Terry Rozier was breaking out as one of the better three-point shooters in the league before the NBA put the season on hold, hitting 40.7 percent of his 6.7 attempts per game. This was a surprising and welcomed development for the Charlotte Hornets. In his four prior seasons with the Boston Celtics Rozier had never been a great shooter from long distance. He shot just 30.5 percent in his first two NBA seasons. He then made a leap in 2017-18 when he hit 38.1 percent from deep, but he then regressed to 35.3 percent last year.
As it currently stands this year, Rozier is one of 68 players to attempt at least 300 three-point shots. His 40.7 percent mark ranks tied for 10th among this high-volume group, which is solid.
Minimum 300 three-point attempts
But not all three-point shooting is created equal. Rozier is a primary ball handler who’s expected to create shots for his teammates. Several of the high-volume shooters with better percentages than Terry are largely one-trick ponies whose offensive games primarily revolve around jacking up threes. One way to measure this is by looking at usage rate. In general, the higher the usage rate, the more a player is involved in the overall offense. As usage increases efficiency normally declines.

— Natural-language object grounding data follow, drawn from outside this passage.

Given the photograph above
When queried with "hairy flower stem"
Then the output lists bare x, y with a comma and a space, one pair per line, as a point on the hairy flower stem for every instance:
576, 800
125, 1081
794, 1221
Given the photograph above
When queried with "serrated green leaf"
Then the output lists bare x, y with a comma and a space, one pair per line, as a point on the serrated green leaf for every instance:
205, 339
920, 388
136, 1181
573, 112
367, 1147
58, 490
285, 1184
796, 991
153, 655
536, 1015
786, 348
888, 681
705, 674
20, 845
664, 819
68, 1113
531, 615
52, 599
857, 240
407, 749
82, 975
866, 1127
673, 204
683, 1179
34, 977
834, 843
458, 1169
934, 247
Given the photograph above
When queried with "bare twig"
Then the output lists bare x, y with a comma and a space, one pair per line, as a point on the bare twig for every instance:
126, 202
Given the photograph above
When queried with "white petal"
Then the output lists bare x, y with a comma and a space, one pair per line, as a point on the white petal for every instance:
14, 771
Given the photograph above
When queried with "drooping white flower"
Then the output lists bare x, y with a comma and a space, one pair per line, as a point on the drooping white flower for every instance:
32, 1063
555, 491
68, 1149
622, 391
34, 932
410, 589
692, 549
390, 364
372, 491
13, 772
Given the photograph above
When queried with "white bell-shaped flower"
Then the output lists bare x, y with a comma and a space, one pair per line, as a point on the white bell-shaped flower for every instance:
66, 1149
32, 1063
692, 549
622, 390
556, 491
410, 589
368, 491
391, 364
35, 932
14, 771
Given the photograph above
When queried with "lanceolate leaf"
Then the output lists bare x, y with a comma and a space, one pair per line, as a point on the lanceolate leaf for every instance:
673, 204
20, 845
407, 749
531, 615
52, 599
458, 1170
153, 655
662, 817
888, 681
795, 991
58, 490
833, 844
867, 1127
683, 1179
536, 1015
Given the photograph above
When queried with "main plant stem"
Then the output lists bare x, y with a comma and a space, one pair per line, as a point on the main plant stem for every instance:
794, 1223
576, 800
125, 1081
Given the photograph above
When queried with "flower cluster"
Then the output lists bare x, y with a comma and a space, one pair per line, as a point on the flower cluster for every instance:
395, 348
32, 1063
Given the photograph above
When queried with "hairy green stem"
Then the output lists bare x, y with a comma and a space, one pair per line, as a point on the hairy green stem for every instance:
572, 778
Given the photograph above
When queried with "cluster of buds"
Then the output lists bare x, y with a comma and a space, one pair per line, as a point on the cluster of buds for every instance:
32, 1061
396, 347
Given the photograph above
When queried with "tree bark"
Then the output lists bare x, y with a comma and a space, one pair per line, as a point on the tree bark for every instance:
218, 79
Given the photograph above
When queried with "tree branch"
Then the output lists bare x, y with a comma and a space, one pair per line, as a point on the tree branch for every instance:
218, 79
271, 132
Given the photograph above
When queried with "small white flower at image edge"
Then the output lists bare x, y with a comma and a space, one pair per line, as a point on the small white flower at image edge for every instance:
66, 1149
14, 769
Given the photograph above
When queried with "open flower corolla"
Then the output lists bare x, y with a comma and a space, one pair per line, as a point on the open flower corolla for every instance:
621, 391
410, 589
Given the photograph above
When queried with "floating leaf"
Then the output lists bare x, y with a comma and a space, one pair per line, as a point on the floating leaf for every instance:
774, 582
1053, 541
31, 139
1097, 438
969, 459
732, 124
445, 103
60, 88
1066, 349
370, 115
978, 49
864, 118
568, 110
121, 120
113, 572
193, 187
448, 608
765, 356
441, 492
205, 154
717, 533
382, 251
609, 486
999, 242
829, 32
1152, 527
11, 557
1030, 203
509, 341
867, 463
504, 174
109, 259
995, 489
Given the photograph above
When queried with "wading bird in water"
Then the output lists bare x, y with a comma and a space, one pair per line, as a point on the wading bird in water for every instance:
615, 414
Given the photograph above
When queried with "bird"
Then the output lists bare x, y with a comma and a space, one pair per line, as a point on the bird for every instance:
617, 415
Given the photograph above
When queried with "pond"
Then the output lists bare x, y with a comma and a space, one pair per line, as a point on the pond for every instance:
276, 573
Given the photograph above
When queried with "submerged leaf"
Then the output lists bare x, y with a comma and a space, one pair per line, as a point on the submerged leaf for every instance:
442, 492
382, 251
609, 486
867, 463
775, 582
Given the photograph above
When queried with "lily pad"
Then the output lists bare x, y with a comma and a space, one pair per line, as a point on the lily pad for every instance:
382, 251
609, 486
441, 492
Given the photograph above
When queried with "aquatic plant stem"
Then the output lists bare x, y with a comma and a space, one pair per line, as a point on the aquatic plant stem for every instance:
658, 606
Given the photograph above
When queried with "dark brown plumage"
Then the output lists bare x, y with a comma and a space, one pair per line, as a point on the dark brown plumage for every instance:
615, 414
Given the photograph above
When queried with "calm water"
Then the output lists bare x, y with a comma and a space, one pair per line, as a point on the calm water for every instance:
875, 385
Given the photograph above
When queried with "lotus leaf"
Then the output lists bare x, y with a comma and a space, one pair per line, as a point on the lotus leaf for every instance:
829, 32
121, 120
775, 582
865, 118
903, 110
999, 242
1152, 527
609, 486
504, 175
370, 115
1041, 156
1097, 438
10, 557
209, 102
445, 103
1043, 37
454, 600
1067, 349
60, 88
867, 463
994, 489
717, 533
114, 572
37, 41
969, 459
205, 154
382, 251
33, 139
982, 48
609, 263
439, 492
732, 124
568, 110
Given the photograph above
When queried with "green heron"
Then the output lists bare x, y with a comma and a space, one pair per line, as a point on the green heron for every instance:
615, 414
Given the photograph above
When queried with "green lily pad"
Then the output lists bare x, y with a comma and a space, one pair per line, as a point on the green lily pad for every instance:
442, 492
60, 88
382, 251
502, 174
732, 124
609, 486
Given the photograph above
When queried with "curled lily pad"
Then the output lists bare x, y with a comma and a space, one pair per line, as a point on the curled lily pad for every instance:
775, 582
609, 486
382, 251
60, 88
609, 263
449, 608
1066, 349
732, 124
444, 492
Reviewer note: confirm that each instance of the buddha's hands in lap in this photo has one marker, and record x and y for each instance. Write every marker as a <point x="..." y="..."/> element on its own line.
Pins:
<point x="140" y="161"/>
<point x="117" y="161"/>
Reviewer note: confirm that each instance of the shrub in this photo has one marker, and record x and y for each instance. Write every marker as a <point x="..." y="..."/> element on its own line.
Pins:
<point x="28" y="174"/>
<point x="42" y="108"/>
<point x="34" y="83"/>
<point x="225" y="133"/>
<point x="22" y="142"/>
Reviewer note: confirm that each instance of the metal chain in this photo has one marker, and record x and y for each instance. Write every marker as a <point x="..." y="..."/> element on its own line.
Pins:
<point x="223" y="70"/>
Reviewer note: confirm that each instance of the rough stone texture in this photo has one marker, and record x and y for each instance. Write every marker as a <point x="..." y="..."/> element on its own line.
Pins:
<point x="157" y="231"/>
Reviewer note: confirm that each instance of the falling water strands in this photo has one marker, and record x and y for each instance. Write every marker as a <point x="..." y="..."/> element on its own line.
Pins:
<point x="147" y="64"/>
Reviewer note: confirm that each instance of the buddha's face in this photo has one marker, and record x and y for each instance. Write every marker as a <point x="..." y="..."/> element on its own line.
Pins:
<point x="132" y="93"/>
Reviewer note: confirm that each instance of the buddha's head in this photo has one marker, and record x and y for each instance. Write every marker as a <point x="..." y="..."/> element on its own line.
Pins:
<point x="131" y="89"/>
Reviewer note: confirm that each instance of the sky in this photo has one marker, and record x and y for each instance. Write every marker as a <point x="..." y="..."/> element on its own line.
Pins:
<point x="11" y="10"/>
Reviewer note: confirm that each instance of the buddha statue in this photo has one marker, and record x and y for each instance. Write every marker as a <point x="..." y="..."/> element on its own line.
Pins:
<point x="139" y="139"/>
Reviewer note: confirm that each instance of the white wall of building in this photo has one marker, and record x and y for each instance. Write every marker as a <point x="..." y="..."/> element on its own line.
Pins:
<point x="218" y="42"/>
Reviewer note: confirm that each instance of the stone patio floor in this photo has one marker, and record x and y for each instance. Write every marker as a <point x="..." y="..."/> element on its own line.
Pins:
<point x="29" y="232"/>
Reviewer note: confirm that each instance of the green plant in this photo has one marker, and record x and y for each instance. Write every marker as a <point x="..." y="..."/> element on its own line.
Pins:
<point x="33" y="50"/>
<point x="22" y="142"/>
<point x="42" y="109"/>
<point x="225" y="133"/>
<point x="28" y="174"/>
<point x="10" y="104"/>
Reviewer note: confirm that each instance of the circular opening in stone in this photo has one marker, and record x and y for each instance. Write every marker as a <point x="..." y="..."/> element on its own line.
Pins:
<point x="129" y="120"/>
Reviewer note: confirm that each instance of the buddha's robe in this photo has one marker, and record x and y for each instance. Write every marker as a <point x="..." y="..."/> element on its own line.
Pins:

So, let’s compare Rozier’s shooting to his higher usage peers. By increasing usage rate to 23 percent the one-trick ponies like Duncan Robinson, Davis Bertans, and Joe Harris get excluded from the list, and this is fair given their respective roles in their offenses.
Minimum 300 three-point attempts and 23.0 usage rate percentage
There are 38 players who have attempted at least 300 three-pointers with a usage rate of at least 23 percent. Most of them are guards or small forwards who play large roles in their teams’ offenses. This is the most fair group to compare Rozier against, and when doing so he has the fourth highest three-point shooting percentage. This is a fantastic development for the Hornets given their three-year, $56.7 million commitment to him.
The question going forward will be if Rozier can consistently hit in excess of 40 percent from deep or if this season is a one-year outlier. There are reasons to be optimistic that his hot shooting becomes the new normal. He will only get more comfortable with coach James Borrego’s offense and the young core around him should continue to improve, thus resulting with more open looks for Rozier.
But we can worry about the future in the future. At present, Terry Rozier has become one of the best high volume, high usage three-point shooters in the league.